‘E’ is for ‘err… a bit of a delay since the last in this series, however I’m back on it now!
So ‘E’ firstly is for ‘exposure’. Do you understand what exposure means and is determined by on your camera? Let me clarify/simplify it a little for you. Three main things determine the exposure of shot:
Aperture – discussed under ‘A’
Shutter speed – will be discussed further on
ISO – or your cameras sensor speed and sensitivity.
‘Over’ exposed mean your image has had too much light allowed in and the results will be too bright and ‘under’ exposed means just the opposite – not enough light allowed in resulting in your image being too dark.
If you leave your camera on ‘auto’, this decides on the above three settings for you, according to the composition you are framing up. Understanding how to gain a good exposure also involves getting your head round your cameras metering – which I will cover further on.
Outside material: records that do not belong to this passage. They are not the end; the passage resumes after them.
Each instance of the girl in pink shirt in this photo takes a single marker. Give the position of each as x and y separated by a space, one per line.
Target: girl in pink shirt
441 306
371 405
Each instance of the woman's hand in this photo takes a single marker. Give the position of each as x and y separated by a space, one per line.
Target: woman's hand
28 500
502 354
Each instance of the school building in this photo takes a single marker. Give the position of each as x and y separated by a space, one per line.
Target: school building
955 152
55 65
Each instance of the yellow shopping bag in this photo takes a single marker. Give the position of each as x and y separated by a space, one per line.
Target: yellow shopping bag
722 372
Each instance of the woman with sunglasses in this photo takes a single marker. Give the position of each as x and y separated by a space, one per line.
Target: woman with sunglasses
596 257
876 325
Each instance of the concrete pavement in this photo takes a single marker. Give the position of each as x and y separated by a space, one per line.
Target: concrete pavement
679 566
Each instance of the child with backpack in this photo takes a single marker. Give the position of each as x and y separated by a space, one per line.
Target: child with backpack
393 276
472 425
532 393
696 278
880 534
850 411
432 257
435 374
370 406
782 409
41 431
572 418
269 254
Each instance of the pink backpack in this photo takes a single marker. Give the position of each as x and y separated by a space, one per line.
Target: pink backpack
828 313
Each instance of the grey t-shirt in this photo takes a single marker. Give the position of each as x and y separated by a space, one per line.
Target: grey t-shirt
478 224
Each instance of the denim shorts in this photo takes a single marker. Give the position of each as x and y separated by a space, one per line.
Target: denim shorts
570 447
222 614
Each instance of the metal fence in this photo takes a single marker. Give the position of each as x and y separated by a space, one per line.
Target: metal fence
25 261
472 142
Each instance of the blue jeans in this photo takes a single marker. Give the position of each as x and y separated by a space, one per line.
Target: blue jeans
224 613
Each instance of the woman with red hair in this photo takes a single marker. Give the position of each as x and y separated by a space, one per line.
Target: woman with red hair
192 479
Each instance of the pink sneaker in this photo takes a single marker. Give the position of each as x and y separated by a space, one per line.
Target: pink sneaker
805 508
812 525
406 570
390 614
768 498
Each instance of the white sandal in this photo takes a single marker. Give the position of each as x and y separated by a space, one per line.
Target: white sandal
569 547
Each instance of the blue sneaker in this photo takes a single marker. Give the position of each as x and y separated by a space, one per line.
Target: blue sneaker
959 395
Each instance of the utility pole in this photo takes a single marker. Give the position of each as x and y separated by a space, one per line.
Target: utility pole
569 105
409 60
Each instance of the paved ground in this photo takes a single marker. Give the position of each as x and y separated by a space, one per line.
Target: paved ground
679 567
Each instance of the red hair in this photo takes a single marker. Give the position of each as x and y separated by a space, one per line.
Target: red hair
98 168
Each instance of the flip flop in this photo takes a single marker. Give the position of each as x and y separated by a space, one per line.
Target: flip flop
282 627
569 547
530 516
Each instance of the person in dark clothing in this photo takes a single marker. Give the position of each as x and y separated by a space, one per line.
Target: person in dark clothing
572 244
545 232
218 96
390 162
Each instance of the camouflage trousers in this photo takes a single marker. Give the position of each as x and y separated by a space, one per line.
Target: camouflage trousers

Have attached a couple of very random examples of both over and under exposed images.
‘E’ is also for ‘expressions’ – in my opinion capturing a natural expression in people photography, is what rates a successful image and one that people will like of themselves, whether it’s smiling or serious. There can be a very fine line between a truly natural expression in a person and the one that displays a degree of tension, stiffness, or just not appearing quite comfortable. This is why many people like images of themselves when they didn’t know a photograph was being taken and their attention was elsewhere. Many many times, I see people become quickly uncomfortable as soon as a camera is produced!
So consider this, among other reasons, it can be a self perpetuating thing. You see an image you don’t like of yourself and next time you’r e in front of a camera, consciously or not, tension creeps in and you don’t know where to look or how to be – indeed, you may put on a brave face, but inside are wishing the whole process was over… and it shows! So you see yet another image of yourself you’re not particularly happy with and so it repeats itself – you just resign to thinking you don’t take a good photograph.
But, who was in charge of the camera, did they try to put you at ease and guide you how to stand/pose? The feeling ‘uncomfortable’ only likely crept in when the camera appeared (unless you were already not in the best of moods)!
People are a lot more photogenic than they think!!